We order 100-count packs of beads once or twice a year, because he’s always losing them. I carry them in my purse, in our car, stashed at my mom’s house, most everywhere. People often compliment me on my cool wrist jewelry. I just have Lil D’s beads wrapped around my wrist. Everytime I find one on the ground where he has discarded it, I pick it up and wear it on my wrist — beads at the ready.
April 5 – Ali Family Autism Truths #5
Fa inna mal usri yusra, fa inna mal usri yusra: Verily with hardship there is ease. Verily with hardship there is ease.
Even when we struggle to believe.
April 6, 2014 – Ali Family Autism Truths #6
We have three children. It’s a lot of love, and it’s a lot to manage. Sometimes I feel stretched, that l can’t do or try everything I want to do or try for Lil D because we have three children. But this family is incomplete without Amal and Hamza – not just because of their relationship with their big brother and how he shapes them as humans, but because of them. Just as they are.

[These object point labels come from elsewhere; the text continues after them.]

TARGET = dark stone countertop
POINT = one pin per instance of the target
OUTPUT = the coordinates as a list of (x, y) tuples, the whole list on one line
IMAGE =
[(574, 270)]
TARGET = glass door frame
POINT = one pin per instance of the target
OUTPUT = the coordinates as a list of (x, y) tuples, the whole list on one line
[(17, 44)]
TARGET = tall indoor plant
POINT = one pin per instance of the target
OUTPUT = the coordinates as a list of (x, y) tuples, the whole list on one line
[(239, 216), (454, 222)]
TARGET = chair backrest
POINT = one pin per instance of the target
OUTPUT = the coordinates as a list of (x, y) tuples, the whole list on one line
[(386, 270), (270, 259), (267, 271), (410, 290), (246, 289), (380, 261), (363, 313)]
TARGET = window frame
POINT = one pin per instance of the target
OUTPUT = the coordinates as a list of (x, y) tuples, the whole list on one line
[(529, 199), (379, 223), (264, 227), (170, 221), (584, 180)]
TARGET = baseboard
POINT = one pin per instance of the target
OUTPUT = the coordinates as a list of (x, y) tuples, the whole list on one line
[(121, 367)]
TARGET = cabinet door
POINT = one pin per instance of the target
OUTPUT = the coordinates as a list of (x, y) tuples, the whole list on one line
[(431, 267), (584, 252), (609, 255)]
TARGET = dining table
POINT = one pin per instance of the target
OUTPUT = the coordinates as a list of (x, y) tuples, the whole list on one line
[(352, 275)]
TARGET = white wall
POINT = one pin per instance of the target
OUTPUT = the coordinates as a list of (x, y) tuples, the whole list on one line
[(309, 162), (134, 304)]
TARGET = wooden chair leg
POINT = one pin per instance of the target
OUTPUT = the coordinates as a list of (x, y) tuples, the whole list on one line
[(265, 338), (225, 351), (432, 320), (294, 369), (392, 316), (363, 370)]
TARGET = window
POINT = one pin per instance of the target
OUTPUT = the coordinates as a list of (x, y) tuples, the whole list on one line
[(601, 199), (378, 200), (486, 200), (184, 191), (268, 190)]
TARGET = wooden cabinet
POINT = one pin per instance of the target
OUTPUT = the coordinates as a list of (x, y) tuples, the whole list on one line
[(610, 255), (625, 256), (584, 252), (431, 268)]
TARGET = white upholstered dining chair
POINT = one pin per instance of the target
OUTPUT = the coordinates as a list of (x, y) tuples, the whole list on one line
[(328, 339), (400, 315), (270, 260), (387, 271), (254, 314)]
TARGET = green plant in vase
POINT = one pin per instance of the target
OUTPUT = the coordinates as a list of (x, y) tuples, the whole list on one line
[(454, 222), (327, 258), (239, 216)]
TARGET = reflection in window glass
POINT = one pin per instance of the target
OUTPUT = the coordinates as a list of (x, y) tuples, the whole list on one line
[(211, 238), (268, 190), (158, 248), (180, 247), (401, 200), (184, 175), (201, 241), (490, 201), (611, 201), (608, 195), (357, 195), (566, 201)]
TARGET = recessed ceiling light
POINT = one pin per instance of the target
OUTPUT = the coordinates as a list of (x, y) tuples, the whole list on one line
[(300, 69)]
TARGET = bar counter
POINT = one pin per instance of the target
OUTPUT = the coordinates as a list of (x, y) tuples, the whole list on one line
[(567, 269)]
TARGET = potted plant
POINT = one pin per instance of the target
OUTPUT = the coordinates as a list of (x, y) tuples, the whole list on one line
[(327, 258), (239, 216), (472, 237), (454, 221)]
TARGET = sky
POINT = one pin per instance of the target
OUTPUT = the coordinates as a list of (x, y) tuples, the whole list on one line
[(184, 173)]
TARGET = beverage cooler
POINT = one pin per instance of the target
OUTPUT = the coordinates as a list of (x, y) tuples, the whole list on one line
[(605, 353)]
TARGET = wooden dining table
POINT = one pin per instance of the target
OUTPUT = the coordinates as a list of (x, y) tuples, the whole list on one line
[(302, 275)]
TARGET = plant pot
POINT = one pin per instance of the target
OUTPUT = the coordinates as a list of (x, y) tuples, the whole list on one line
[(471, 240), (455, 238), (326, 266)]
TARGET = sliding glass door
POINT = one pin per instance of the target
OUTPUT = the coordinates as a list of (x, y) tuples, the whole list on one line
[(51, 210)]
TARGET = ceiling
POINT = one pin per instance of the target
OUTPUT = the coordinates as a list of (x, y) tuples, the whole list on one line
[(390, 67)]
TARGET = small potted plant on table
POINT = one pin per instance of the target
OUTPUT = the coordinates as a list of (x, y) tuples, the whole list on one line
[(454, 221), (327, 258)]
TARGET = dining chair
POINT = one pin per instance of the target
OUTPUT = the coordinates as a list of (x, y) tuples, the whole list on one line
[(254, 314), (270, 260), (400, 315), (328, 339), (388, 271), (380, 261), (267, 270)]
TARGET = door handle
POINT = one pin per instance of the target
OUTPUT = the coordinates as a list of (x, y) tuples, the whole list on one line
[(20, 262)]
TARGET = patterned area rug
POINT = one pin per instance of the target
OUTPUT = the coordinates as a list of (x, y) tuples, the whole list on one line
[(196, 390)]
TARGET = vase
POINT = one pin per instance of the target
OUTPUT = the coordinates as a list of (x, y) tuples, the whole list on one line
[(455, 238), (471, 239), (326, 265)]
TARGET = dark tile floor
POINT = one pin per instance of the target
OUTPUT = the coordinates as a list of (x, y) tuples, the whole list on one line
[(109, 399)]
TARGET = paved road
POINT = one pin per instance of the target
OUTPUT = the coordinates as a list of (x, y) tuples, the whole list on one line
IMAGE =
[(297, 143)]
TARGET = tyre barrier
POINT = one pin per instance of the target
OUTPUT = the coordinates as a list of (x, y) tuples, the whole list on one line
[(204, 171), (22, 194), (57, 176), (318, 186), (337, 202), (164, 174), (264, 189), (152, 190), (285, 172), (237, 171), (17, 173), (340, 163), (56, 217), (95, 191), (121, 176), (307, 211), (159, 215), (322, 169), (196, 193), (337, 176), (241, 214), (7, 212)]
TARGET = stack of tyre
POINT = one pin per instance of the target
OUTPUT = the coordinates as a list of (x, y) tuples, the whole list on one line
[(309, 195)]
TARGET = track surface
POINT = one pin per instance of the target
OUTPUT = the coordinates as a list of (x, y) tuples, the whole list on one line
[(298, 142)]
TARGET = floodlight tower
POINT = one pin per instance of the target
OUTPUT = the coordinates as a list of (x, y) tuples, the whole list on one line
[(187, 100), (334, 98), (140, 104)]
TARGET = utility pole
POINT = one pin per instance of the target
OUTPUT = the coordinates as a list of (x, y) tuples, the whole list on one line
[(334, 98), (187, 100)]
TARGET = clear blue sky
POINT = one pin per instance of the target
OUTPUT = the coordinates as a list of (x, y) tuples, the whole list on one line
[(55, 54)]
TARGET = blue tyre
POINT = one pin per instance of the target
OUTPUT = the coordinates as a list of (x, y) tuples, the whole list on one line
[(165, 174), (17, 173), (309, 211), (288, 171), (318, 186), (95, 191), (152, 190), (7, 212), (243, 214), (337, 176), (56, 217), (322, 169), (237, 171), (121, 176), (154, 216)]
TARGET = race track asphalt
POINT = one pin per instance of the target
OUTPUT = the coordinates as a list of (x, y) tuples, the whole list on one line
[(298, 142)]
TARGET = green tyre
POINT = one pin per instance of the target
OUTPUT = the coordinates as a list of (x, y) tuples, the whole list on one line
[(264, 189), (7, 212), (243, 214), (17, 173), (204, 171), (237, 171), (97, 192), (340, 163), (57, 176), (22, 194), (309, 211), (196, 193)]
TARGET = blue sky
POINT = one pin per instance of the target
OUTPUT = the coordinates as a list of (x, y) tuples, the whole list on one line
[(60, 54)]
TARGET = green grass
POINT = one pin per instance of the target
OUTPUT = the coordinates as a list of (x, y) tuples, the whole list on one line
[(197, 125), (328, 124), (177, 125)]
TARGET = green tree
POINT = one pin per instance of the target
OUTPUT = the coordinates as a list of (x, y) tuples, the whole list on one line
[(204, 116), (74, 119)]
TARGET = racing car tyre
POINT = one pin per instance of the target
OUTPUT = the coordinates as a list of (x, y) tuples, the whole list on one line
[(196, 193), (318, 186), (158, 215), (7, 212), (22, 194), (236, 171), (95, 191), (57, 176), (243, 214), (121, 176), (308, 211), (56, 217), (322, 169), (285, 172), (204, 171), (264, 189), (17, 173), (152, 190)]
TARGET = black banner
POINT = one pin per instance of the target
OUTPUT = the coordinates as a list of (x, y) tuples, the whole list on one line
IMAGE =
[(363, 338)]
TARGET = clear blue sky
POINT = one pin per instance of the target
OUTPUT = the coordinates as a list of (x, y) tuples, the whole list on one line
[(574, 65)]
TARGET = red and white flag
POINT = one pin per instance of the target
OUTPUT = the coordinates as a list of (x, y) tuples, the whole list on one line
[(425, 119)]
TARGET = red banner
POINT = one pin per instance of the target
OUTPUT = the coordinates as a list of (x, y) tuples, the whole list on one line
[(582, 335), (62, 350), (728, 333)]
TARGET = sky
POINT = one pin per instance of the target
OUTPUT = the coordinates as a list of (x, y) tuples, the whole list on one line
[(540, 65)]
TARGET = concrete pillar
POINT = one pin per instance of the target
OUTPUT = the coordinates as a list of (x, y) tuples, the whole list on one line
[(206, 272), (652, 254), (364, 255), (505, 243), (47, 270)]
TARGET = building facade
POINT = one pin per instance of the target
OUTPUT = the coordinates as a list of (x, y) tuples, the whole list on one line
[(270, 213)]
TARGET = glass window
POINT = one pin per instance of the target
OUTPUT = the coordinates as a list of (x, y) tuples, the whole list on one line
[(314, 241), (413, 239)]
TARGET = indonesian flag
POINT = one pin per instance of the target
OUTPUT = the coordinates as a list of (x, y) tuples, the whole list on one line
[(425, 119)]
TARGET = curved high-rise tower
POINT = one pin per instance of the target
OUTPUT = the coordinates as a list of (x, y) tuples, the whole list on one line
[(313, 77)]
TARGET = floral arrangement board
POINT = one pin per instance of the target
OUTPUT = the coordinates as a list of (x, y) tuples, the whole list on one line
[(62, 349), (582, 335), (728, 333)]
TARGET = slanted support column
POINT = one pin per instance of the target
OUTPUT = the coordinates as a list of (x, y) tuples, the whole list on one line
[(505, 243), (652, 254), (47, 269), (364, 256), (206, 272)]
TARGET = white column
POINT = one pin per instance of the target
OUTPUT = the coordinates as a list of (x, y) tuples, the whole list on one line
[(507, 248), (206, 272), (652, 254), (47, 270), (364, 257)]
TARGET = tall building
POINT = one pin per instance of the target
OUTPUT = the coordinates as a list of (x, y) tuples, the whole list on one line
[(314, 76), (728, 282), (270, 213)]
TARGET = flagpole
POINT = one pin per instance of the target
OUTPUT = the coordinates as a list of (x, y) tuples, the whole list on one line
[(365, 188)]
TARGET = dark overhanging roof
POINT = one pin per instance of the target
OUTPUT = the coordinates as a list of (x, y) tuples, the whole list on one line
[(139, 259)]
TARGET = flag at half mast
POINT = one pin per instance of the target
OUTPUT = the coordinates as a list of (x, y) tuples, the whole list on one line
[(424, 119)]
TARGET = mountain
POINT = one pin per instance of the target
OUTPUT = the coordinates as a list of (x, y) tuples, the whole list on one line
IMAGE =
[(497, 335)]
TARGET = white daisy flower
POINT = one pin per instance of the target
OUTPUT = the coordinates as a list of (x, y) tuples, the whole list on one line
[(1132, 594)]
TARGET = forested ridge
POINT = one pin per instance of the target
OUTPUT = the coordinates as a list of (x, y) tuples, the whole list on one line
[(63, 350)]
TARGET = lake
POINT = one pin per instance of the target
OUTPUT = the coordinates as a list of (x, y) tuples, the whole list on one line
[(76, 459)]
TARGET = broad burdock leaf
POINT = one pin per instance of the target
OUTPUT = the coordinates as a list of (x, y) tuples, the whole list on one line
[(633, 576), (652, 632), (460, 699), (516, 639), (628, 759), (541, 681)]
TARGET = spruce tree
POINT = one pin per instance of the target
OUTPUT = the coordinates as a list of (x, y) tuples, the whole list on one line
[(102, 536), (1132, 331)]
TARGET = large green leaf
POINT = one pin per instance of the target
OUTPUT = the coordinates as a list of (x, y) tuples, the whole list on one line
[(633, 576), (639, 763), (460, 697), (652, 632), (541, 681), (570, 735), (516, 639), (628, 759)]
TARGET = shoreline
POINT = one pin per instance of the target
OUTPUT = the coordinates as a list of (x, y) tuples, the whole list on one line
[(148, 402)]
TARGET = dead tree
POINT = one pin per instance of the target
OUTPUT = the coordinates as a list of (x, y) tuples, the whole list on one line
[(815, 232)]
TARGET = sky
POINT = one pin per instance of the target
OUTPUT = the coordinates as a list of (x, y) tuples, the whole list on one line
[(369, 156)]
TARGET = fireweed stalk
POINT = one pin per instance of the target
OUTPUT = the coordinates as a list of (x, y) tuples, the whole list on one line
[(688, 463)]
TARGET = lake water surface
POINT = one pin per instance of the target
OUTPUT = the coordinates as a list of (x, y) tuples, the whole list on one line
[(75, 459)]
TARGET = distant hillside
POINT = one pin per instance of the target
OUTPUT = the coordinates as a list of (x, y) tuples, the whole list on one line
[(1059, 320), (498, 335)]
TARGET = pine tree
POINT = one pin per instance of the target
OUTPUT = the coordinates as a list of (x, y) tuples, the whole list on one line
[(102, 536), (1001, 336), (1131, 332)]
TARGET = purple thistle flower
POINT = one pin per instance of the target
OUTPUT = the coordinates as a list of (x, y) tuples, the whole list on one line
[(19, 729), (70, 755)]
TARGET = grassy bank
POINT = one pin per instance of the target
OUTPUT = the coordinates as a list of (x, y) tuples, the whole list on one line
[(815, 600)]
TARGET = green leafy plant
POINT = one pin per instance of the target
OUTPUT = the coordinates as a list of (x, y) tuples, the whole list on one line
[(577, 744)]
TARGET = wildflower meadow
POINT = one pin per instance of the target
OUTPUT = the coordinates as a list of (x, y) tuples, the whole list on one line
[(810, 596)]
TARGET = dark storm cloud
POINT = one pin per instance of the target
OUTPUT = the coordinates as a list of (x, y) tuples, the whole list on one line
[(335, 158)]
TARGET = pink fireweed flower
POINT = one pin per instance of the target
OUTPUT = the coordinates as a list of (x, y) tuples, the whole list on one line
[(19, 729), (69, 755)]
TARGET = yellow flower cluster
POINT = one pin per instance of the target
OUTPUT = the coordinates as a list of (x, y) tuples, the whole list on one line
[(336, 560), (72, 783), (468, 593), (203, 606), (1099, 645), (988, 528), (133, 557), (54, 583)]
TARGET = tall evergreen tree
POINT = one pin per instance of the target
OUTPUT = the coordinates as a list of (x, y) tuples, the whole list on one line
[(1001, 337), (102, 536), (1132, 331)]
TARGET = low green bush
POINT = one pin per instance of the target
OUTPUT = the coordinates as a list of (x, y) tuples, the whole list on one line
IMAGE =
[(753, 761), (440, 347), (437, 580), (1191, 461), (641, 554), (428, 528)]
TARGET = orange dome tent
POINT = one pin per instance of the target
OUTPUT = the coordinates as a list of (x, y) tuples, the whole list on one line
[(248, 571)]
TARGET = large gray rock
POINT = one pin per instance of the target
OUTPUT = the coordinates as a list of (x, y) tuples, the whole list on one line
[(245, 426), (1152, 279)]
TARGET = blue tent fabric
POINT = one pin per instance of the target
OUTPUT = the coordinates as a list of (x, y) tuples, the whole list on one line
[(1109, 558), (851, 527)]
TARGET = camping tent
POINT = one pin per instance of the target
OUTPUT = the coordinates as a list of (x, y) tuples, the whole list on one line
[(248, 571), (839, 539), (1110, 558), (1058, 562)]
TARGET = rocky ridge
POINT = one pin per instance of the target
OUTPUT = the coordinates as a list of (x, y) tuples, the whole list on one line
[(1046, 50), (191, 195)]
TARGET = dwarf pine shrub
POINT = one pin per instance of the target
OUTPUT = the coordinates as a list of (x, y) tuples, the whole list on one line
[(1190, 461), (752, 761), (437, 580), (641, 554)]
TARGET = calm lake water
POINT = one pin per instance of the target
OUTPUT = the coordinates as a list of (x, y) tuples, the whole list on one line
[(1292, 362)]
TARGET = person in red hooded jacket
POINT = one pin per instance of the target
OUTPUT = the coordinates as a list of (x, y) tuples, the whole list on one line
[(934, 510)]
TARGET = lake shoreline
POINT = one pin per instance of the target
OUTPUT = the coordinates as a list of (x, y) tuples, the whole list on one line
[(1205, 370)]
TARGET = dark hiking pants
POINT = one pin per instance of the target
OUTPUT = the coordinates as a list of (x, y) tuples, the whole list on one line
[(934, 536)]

They are good, good kids. And what they contribute to this family makes this not just an autism journey, but our family journey.
April 7, 2014 – Ali Family Autism Truths #7
Headbanging and SiB (self injurious behavior) are words anticipated and accepted by my phone’s autocorrect. And we’re not talking headbanging to Metallica. Three years ago it was absent from our vocabulary.
Autism is a vast spectrum, and while I know autistic self-advocates cringe at bad mouthing autism when it’s a part of their whole being (and I respect that) there are so many times, especially when I look at the ups and downs of Lil D’s last three years, that I wish he were free of all the unfair, painful struggles autism has brought to him. Just keeping it real.
Love my boy just as he is. But it’s just not right what he deals with. It isn’t.
April 8, 2014 – Ali Family Autism truths #8
Lil D has a lot of difficulty communicating. He is nonverbal, but he always has something to say and an opinion on the decisions of his life. We have spent his lifetime (and will continue to do so) helping him find a means to communicate, working to figure out what he is trying to tell us.
It kills me that we don’t always understand what he is trying to say/convey. And the very least we can do as his family and community is try our best to really hear him.
April 9, 2014: Ali Family Autism Truths #9
I mean, really – I’m reminded of the first autism parents seminar series Taruj and I attended in Manhattan at Lil D’s first autism school when he was three years old. Program director Dr. Bobby Newman was teaching us what autism was. We had no clue what was to come.
He said, no stigmata – individuals with autism look like everyone else.
I still remember that every time I look at my handsome son.
April 10, 2014: Ali Family Autism Truths #10
People often sympathize with me or say, May Allah make it easy for you.
No – may Allah make things easier for Lil D. May his life be at ease and full of peace and happiness. May he live as healthfully and safely and as independently as possible. If that happens, then inevitably things will be easier for us.